THE IDEAL BRIDE
Laurens's newest romantic offering, set in early 19th-century London, possesses two of her trademarks—coolly confident characters and plentiful and graphic sex scenes—but it lacks the fire and feisty humor of her earlier works (All About Passion , etc.). Once readers encounter Laurens's protagonists, it's clear why. A self-possessed young widow, Caro Sutcliffe, whose late husband was an ambassador, and a calculating political player, Michael Anstruther-Wetherby, are adept at diplomacy; they know who to align themselves with, how to manage the people around them and what to say in every situation.
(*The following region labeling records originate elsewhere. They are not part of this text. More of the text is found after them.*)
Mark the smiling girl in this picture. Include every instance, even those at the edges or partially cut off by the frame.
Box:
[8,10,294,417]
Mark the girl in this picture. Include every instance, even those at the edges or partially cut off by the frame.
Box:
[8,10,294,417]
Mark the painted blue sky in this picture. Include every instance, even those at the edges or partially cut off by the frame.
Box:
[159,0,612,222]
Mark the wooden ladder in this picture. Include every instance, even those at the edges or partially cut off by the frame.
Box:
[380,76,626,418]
Unlike the protagonists in Laurens's previous novels, Caro and Michael hardly ever lose control of their emotions, which makes them seem more like marionettes than people. When Michael sets his sights on marrying Caro's 19-year-old niece, Elizabeth, who's actually in love with somebody else, Caro intervenes not by confronting him but by attending a number of social gatherings and instructing Elizabeth to behave in ways unbefitting a politician's wife. Caro's plan works, but she soon finds that she's become the object of Michael's pursuit. Laurens stuffs the story with sex scenes, but her second-by-second analyses of every kiss and caress brings new meaning to the word tedious. Her overblown metaphors also detract from the sensuality of these scenes ("she was dimly aware when he reached his own limit and release caught him, racked him, then the storm rolled on and he lay beside her on that golden shore"). A well-executed mystery subplot involving attempts on Caro's life lends some zest to this offering, but not enough to satisfy fans of Laurens's popular Cynster novels. (Mar.)
Forecast: Laurens's hardcovers haven't been received as well as her paperbacks, but this should still sell like gangbusters. 200,000 first printing.